I know you don’t love me anymore; and I know you can’t help it. This is too painful for me: because I still love you.
Goodbye.
C
He put the note back in the envelope; he dressed. Trying not to think. The very last truck was due to leave Bala this afternoon. He wanted to run outside and race down the valley. He didn’t know what to do.
Julia was sitting on the terrace.
“Chemda has gone,” he said.
She stared at him, and her gaze was searching. “I know. She told me last night. A villager was taking his fruit to Zhongdian market at dawn. She went with him in the pickup. I’m sorry, Jake.”
He sat down. Staring at his own hands, then at Julia.
“What are you going to do? When we finally get… away?”
The American woman sighed. Her expression was strained.
“I don’t know. I really don’t know. Not anymore.”
Jake said nothing. But the silence seemed to embarrass Julia, so he stood, straightened his chair, and continued his walk past the terrace tables.

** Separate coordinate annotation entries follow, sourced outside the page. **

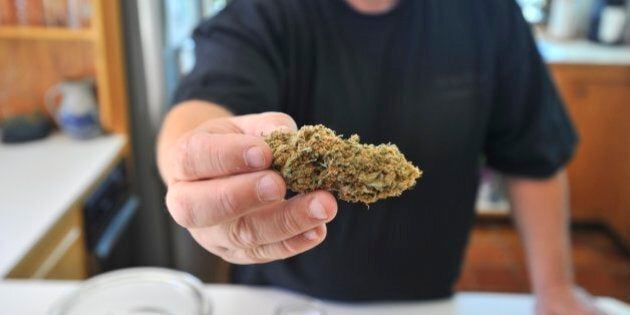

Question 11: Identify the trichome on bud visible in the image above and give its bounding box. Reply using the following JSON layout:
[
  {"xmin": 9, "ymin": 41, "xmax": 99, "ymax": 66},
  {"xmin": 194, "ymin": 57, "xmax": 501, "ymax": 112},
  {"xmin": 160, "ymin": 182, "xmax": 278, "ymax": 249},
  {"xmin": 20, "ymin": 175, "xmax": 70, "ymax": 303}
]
[{"xmin": 265, "ymin": 125, "xmax": 422, "ymax": 204}]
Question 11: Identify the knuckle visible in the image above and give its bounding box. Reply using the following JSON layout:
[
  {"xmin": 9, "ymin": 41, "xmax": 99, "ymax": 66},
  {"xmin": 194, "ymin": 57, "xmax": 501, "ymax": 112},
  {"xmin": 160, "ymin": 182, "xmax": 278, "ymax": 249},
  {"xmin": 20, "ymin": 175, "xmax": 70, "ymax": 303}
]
[
  {"xmin": 280, "ymin": 240, "xmax": 298, "ymax": 258},
  {"xmin": 210, "ymin": 146, "xmax": 232, "ymax": 174},
  {"xmin": 228, "ymin": 218, "xmax": 256, "ymax": 248},
  {"xmin": 175, "ymin": 133, "xmax": 200, "ymax": 178},
  {"xmin": 245, "ymin": 246, "xmax": 271, "ymax": 263},
  {"xmin": 217, "ymin": 187, "xmax": 239, "ymax": 217},
  {"xmin": 268, "ymin": 112, "xmax": 297, "ymax": 129},
  {"xmin": 278, "ymin": 209, "xmax": 302, "ymax": 236},
  {"xmin": 166, "ymin": 185, "xmax": 197, "ymax": 228}
]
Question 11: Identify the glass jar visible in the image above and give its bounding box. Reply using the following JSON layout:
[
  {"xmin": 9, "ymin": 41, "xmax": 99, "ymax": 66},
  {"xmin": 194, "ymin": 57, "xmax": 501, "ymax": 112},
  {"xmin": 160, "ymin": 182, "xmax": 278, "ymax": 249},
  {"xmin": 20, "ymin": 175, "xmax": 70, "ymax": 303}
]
[{"xmin": 49, "ymin": 267, "xmax": 211, "ymax": 315}]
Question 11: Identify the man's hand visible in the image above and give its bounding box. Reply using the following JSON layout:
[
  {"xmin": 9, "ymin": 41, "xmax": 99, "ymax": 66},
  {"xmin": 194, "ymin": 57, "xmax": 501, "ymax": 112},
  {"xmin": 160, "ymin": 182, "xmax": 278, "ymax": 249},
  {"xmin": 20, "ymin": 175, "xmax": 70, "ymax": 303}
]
[
  {"xmin": 536, "ymin": 288, "xmax": 603, "ymax": 315},
  {"xmin": 162, "ymin": 113, "xmax": 337, "ymax": 264}
]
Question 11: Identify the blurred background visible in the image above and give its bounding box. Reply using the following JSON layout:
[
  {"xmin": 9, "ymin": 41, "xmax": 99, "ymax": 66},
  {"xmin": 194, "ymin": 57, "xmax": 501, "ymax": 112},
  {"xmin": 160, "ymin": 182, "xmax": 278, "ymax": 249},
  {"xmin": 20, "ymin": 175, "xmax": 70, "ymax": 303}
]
[{"xmin": 0, "ymin": 0, "xmax": 630, "ymax": 302}]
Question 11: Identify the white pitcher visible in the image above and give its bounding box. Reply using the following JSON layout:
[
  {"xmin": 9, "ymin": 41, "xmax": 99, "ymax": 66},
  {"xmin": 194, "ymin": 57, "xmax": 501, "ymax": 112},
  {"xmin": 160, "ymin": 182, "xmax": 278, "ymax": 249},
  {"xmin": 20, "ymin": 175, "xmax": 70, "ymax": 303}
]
[{"xmin": 45, "ymin": 79, "xmax": 102, "ymax": 139}]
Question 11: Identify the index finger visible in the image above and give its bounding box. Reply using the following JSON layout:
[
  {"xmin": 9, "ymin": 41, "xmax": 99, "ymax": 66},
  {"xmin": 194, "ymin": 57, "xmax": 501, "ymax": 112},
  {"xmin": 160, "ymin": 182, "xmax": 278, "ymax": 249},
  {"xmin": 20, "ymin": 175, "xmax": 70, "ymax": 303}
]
[{"xmin": 170, "ymin": 130, "xmax": 272, "ymax": 181}]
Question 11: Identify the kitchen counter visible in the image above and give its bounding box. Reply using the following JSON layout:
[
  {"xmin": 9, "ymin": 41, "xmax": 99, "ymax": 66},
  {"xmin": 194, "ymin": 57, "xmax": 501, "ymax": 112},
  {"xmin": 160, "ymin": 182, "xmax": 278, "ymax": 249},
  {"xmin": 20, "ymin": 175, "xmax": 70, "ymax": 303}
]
[
  {"xmin": 537, "ymin": 35, "xmax": 630, "ymax": 66},
  {"xmin": 0, "ymin": 281, "xmax": 630, "ymax": 315},
  {"xmin": 0, "ymin": 134, "xmax": 126, "ymax": 278}
]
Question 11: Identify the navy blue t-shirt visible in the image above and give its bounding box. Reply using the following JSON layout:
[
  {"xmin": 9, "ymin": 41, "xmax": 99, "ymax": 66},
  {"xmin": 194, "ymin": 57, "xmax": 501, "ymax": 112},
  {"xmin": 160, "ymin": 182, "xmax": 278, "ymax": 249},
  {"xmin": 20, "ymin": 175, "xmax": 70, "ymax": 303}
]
[{"xmin": 175, "ymin": 0, "xmax": 576, "ymax": 300}]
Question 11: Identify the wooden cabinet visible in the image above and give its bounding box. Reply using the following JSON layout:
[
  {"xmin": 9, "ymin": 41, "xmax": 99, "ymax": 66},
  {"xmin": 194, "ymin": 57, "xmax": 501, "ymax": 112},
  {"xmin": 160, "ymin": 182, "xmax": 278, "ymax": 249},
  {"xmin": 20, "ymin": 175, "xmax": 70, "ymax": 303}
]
[
  {"xmin": 551, "ymin": 65, "xmax": 630, "ymax": 247},
  {"xmin": 7, "ymin": 207, "xmax": 87, "ymax": 280},
  {"xmin": 0, "ymin": 0, "xmax": 129, "ymax": 135}
]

The day was bright and clear, sharp and mountainous. The villagers were tilling their steep brown fields. One old woman gave him a broken smile as he walked the path to the stupa.
Positioned on a large, high promontory of rock, the stupa overlooked one of the most spectacular stretches of the canyon. Down there were the heaven villages; much farther down was the cascading river, a juvenile tributary of the Mekong.
The Mekong. The very concept threw up a kaleidoscopic series of recent memories. It seemed to Jake as though he had been following the great Mekong all these weeks, from Vang Vieng to Luang Prabang to Phnom Penh to Yunnan. The mighty Mekong. And now he was near the source, where the crystal waters tumbled, violent and tragic.
He climbed the last steps and placed a hand on the stupa. Silence enveloped him.
The only noise came from the wind horses — the prayer flags fluttering in a stiff sunlit breeze. Each flag, of red and blue and faded yellow, was written with the wishes of the villagers, praying to the holy mountains.
Remorse fell like a silent snow. What had he done? He had lost everyone. His sister, his mother, his friend, now Chemda.
Everyone.
In a few hours the last truck would leave Bala village and take the long road to Zhongdian. And he would be on it. Running after Chemda. He was going to find her. He knew he would spend the rest of his life trying to find her, if that’s what it took. He could feel the wind carrying him.
A chillier gust kicked up. The little prayer flags fluttered in the silent breeze, petitioning the universe, filling the quietness. Arms of snow embraced the rocky summit of White Buddha Mountain: like a mother, folding a son in her love, and never letting go.